Portland Christian School, based in Louisville, Kentucky, United States, is a private Christian school traditionally supported and affiliated with those Churches of Christ which held to a premillennial eschatology characteristic of Robert Henry Boll. Founded in 1924 in the rear of the Portland Avenue Church of Christ in the Portland neighborhood with Boll's support, today the school system has over four hundred students at its campus on the east side of Louisville. It was founded by Levi Kennedy

The former college-level division of PCS was the School of Biblical Studies, which became Kentuckiana Bible College. The college closed in 2018.

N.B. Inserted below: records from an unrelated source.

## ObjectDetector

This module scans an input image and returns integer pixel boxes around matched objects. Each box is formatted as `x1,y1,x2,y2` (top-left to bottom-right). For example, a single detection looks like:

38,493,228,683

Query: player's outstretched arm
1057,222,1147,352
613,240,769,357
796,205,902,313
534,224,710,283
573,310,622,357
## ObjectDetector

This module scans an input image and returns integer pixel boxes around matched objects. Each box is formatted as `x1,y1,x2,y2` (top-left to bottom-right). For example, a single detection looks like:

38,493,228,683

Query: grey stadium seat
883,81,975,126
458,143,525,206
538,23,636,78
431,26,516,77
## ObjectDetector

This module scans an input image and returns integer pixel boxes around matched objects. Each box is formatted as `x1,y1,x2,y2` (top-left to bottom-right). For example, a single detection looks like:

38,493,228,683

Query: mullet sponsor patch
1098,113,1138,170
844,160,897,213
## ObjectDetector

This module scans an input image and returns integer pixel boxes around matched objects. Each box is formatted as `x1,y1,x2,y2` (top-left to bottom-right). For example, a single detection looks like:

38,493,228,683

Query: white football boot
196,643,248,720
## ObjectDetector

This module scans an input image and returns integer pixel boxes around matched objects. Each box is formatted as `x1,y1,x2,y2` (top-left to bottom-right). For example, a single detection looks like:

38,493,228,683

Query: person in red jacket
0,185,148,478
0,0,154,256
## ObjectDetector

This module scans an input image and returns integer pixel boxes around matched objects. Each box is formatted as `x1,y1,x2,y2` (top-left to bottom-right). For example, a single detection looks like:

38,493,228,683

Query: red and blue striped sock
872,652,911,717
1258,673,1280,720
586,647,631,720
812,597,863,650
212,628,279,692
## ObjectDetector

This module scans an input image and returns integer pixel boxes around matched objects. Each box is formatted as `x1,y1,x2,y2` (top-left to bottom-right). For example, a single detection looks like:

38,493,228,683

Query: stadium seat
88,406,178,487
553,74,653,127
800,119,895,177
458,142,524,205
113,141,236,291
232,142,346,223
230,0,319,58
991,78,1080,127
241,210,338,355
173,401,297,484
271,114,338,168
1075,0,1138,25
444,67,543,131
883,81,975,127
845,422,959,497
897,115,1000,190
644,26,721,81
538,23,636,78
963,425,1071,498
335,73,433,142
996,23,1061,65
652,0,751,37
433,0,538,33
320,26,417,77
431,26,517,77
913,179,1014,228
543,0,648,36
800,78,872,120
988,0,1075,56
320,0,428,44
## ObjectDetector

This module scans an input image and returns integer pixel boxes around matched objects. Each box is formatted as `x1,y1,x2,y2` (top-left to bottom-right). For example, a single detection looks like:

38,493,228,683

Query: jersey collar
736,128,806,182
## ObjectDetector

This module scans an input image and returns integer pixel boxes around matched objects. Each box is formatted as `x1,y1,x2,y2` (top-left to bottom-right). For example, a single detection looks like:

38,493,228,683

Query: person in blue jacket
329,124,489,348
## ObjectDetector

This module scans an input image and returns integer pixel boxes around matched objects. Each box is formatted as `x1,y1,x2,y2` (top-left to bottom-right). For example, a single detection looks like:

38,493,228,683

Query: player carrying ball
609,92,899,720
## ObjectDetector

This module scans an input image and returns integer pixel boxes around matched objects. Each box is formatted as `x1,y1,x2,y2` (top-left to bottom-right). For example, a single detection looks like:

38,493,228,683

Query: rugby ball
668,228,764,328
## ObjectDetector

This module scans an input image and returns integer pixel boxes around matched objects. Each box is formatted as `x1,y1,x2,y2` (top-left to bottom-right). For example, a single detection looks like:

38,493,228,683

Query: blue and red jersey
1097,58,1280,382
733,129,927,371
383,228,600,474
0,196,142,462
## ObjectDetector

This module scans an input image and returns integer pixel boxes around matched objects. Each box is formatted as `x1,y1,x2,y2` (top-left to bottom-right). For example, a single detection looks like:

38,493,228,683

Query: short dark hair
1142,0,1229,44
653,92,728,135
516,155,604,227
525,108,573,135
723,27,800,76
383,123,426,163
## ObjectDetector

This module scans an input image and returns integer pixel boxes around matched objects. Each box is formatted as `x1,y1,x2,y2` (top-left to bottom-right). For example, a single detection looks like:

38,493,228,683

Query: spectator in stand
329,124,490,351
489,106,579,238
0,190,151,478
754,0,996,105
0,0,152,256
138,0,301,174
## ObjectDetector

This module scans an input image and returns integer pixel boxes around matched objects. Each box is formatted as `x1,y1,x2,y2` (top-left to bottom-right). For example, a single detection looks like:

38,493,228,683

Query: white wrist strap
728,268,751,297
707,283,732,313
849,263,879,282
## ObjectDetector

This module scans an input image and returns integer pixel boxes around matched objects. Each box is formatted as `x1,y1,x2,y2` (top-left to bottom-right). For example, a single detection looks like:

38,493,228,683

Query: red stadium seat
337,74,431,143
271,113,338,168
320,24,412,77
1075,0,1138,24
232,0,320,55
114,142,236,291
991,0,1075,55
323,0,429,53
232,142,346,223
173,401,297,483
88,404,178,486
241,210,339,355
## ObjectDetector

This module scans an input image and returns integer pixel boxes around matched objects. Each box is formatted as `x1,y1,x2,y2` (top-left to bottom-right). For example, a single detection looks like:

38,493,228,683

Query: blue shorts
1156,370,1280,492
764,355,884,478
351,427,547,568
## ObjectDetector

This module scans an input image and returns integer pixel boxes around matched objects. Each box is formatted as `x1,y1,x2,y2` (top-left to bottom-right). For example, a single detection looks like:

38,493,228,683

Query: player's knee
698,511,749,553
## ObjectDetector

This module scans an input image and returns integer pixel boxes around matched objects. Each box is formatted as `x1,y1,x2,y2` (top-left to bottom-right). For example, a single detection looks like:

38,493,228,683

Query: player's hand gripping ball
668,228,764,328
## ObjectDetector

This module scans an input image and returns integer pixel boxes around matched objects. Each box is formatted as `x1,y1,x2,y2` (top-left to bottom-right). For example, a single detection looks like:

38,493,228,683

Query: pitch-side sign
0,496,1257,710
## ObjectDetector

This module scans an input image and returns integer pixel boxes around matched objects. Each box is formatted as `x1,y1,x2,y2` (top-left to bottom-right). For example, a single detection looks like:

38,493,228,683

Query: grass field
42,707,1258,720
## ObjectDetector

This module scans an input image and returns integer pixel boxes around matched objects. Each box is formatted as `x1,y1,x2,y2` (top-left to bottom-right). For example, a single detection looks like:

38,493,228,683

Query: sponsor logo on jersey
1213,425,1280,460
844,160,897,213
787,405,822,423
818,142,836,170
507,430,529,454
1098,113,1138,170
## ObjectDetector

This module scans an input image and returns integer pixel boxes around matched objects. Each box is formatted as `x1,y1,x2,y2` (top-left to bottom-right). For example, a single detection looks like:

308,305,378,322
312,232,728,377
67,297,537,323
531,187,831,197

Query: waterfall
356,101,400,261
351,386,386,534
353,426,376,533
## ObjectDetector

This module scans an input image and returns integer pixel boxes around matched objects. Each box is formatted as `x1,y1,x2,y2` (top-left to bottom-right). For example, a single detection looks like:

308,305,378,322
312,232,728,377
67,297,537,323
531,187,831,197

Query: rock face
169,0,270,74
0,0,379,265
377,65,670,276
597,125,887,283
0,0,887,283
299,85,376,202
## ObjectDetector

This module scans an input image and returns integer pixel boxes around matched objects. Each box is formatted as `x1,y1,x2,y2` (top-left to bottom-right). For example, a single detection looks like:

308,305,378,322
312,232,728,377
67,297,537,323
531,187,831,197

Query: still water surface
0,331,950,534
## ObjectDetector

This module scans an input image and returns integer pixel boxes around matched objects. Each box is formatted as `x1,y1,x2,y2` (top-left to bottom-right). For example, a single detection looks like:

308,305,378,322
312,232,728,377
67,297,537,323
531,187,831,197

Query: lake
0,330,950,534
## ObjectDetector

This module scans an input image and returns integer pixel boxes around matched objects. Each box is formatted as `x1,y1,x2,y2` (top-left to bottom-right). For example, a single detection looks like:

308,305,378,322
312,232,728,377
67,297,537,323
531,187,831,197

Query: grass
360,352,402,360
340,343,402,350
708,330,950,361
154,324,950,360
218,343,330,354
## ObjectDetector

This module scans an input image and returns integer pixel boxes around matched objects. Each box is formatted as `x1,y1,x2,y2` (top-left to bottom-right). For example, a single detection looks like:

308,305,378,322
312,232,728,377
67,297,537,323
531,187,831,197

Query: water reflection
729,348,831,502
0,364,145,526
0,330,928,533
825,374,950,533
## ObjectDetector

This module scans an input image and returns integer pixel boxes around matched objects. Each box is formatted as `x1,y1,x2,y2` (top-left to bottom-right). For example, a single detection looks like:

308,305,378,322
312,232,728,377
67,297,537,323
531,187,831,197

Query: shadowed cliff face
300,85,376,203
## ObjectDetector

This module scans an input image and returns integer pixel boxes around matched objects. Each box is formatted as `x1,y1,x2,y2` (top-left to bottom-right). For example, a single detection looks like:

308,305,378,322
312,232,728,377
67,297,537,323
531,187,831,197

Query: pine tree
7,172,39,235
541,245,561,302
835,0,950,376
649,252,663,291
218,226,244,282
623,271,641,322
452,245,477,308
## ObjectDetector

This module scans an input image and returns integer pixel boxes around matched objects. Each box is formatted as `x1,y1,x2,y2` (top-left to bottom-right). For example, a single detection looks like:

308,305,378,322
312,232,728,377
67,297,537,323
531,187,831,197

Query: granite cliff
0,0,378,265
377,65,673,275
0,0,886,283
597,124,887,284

Portland Christian is operated by the non-profit Portland Christian School System, Inc., which was formed in 2005 after it and Portland Ave. Church of Christ decided that "the operations of the [school] system has outgrown the ability of the Church to administer".

== Tuition ==
Portland Christian School was started with a missionary emphasis and was operated as a tuition-free institution until 1986. That mission continues today with more than one-third of the cost of educating students coming from gifts given by churches, individuals, businesses and organizations interested in supporting Christian education. PCS provides tuition assistance for over 50% of its students, whose tuition is set based on the financial situation of the individual family as determined by an independent 3rd party.

==Accreditation==
Portland Christian was first accredited by the Kentucky Board of Education in 1931, and is presently accredited by the Association of Christian Schools International, which is recognized by the state of Kentucky.

== Athletics ==
PCS is a charter member of the Kentucky Christian Athletic Conference and is a member of the Kentucky High School Athletic Association (KHSAA).

The PCS Eagles won the 1997, 1998, 1999, 2000, 2001, 2002, 2003, 2004, and 2005 KHSAA District 21 Baseball Championship.

Former PCS Athletic Director W. Eugene Schriener is a member of the Metro (Louisville) Area Athletic Directors Hall of Fame.

== Campuses ==
- Portland Campus, located at 2500 Portland Ave., is the historical home of the system. It currently is used for athletic events and meetings.
- The Kennedy Household was a temporary building for PCS
- Eastside Campus, which is located at 8509 Westport Road in the Plantation neighborhood in Louisville is the main campus of the school, including the PCS "Little School" for 2 1/2 to 5 year olds and Kindergarten to 12th grade. The Administrative offices are located at the Eastside Campus. The Eastside Campus is at the former St. Bernadette Parish on Westport Rd.
- PCS formerly owned and used the Montgomery Street School building in Portland as the elementary school.